Bioinformatics identifies key genes and potential therapeutic targets in the pathological mechanism of oxidative stress in Randall's plaque

Abstract

Randall's plaque (RP) is recognized as a precursor lesion for kidney stones, with its formation and progression potentially linked to oxidative stress. Previous studies have provided limited insights into the underlying mechanisms of RP, failing to fully elucidate its molecular pathways. To investigate the relationship between oxidative stress and RP, we employed bioinformatics approaches to identify key genes, predict associated pathways and drug molecules, analyze variations in immune cell populations, and construct diagnostic models. We initially identified three differentially expressed genes related to oxidative stress: BFSP1, LONF1, and TAF1D. These genes and their co-expressed counterparts are enriched in pathways related to oxidative phosphorylation, cellular adhesion processes, steroid hormone biosynthesis, and autophagy. Furthermore, we observed significant differences in two types of immune cells across the study groups. Ultimately, predictions from drug molecular docking suggest that BFSP1 may serve as a promising therapeutic target for RP. We propose that the formation of RP mediated by oxidative stress could be associated with BFSP1, LONF1, TAF1D along with CD56dim natural killer cells and memory B cells. Thus far, BFSP1 emerges as a pivotal therapeutic target for RP development. These findings offer new perspectives on the mechanisms underlying the pathogenesis of RP.

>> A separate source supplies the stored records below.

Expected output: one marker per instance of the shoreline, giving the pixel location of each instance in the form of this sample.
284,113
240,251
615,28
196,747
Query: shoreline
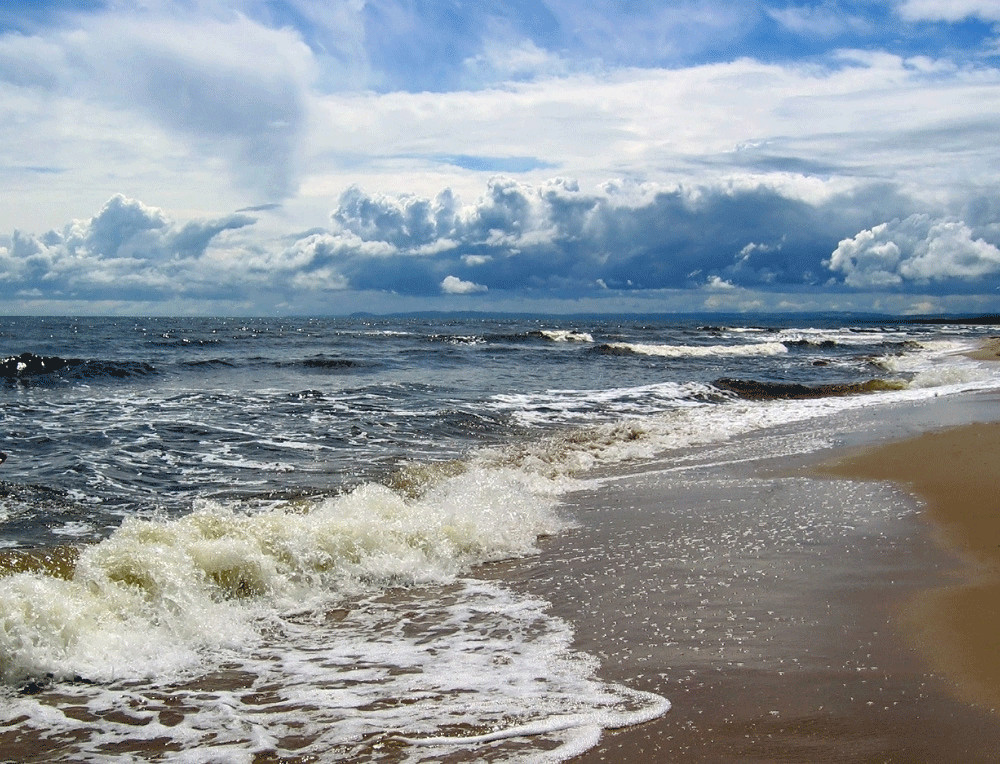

Keywords: BFSP1; Bioinformatic analysis; LONRF1; Oxidative stress; Randall's plaque; TAF1D.

Fig. 1

Flow chart.

Fig. 2

(A) Soft threshold β = 7 and scale-free topology fitting index (R2). (B) Analysis of the gene expression network identified different modules in the co-expression data. (C) Relationship between module eigengenes and oxidative stress. Each row in the table corresponds to a module eigengene, and each column corresponds to a trait. The numbers in the table represent the correlation between the module eigengenes and traits, with P-values shown in parentheses below the correlation values. Correlations are color-coded according to the color legend. (D) Correlation heatmap of the eigengene network. Each row and column in the heatmap corresponds to the eigengenes of a module (color-coded). In the heatmap, red indicates high adjacency, while blue indicates low adjacency. The red rectangles on the diagonal represent meta-modules. (E) Correlation between module membership (MM) and oxidative stress (OS) gene significance (GS) for all genes in the greenyellow module. Cor represents the absolute correlation coefficient between GS and MM.

Fig. 3

Selection and enrichment analysis of oxidative stress-related differentially expressed genes (DEGs). (A) The volcano plot illustrates the distribution of DEGs between plaque and control samples. Orange, blue, and gray dots represent genes with upregulated, downregulated, and no significant expression, respectively. (B) The heatmap shows the top 10 DEGs ranked by differential expression. (C) The Venn diagram displays the identification of oxidative stress-related DEGs. (D) Correlation heatmap of hub genes. (E) Boxplot of hub gene expression, with p < 0.05. (F) Co-expression protein interaction network of hub genes. (G) GO enrichment analysis results of co-expressed genes of hub genes.

Fig. 4

Single-gene GSEA and GSVA of hub genes. (A) Single-gene GSEA of BFSP1. (B) Single-gene GSEA of LONRF1. (C) Single-gene GSEA of TAF1D. (D) GSVA of RP.

Fig. 5

Correlation between hub genes and 50 Hallmark signaling pathways. (A) Comparison of Hallmark signaling pathways between the RP group and the control group. (B) Correlation between hub genes and 50 Hallmark signaling pathways.

Fig. 6

Construction and Validation of the Diagnostic Model. (A) Nomogram for predicting RP. (B) ROC curve evaluating the predictive ability of the nomogram model. (C) ROC curve evaluating the predictive ability of BFSP1. (D) ROC curve evaluating the predictive ability of LONRF1. (E) ROC curve evaluating the predictive ability of TAF1D.

Fig. 7

Immune Infiltration Levels between RP and Control Groups. (A) Stacked bar plot showing the relative proportions of infiltrating immune cells. (B) Box plot of estimated proportions of immune cells between the RP and control groups. Asterisks indicate p-values: ****p < 0.0001, ***p < 0.001, **p < 0.01, *p < 0.05. (C) Scatter plot showing the correlation between hub genes and immune cells.

Fig. 8

RBP-mRNA Network. RBP-mRNA regulatory network of hub genes. Light blue represents RBPs, and orange represents mRNAs.

Fig. 9

ceRNA Network. Network diagram of lncRNA–miRNA–mRNA interactions for hub genes. Orange-yellow represents lncRNAs, orange-red represents mRNAs, and light blue represents miRNAs.

Fig. 10

Potential Drugs and Molecular Docking. Molecular docking of the drug compound COMPOUND 111 with the predicted target protein BFSP1.